Umgang mit Waffe gelernt

"Das ist mein Zuhause. Man muss es verteidigen. Ich bin es mir selbst schuldig, hier zu sein. Ich konnte nicht tatenlos zusehen", erklärte der Tennis-Star der "L´Equipe" seine Beweggründe für den Einsatz im ukrainischen Militär. Noch vor der russischen Invasion brachte Dolgopolov seine Mutter und seine Schwester in die Türkei, lernte dort selbst, mit einer Waffe umzugehen. Und kehrte daraufhin in die Ukraine zurück. Seine Freundin und das gemeinsame Kind flohen derweil aus Kiew. 

"Ich kann jetzt mit einer Pistole umgehen, ein ehemaliger Soldat brachte es mir bei", meinte der ehemalige Tennis-Profi, und meinte gegenüber "Eurosport": "Ich bin in der Lage, eine Person sicher zu treffen und ich habe mehr Selbstvertrauen." 

"Bereit, auf Russen zu schießen"

Danach wurde Dolgopolov deutlich. Er erklärte, warum er sich als Soldat meldete. "Ich kenne Freunde, deren Familie ausgelöscht wurde. Sie töten unsere Kinder, sie töten unsere Frauen. Ich bin bereit, auf einen Russen zu schießen. Wenn du ihn nicht erschießt, wird er dich töten.
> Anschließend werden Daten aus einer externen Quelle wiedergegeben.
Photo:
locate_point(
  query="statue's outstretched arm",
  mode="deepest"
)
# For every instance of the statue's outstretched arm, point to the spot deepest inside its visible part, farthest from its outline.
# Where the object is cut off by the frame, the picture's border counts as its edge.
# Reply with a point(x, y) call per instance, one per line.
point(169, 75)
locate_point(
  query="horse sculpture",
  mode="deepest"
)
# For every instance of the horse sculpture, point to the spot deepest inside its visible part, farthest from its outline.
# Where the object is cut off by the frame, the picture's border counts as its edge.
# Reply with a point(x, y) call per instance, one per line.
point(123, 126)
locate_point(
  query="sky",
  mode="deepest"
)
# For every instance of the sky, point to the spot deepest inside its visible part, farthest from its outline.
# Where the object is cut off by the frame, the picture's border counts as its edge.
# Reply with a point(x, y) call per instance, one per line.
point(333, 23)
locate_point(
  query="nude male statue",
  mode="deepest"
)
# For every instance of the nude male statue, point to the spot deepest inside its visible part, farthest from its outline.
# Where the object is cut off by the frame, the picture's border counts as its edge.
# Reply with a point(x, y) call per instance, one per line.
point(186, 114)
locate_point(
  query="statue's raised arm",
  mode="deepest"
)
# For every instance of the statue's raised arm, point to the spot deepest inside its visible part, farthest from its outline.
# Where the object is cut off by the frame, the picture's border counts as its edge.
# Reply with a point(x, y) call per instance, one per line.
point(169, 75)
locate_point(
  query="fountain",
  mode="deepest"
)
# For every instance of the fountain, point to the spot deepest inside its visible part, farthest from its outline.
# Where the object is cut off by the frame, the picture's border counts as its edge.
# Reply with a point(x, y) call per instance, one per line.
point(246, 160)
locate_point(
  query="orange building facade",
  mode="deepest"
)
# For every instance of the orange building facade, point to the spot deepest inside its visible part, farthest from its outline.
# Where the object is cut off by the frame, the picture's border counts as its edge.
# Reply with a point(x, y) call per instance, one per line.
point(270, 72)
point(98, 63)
Das ist Krieg", so die drastischen Worte des 33-Jährigen. 

Nach einer abenteuerlichen Rückkehr ist Dolgopolov nun zurück in Kiew, erklärte seine Aufgaben. "Wir werden Material in andere Städte liefern. Das ist sehr riskant, man kann in einen Kampf geraten. Aber ich habe ja eine kugelsichere Weste", so der 33-Jährige. 

Scharfe Kritik an russischen Spielern

An die Rückkehr auf den Tennisplatz denkt Dolgopolov nicht. Stattdessen fordert der 33-Jährige allerdings, dass auch russische Spieler und Spielerinnen nicht mehr auf der Tennis-Tour aufschlagen dürfen. Diese können aktuell unter neutraler Flagge antreten. "Russland sollte von allem, was es mit der restlichen Welt verbindet, ausgeschlossen werden. Die sagen: ,Ich bin für den Weltfrieden.´ Aber das ist doch Scheiße. Komm in die Ukraine und sag es mir ins Gesicht", so der 33-Jährige mit harscher Kritik in Richtung von Daniil Medwedew und Co. "Zu sagen, dass sie mit all dem nichts zu tun haben, ist nicht wahr."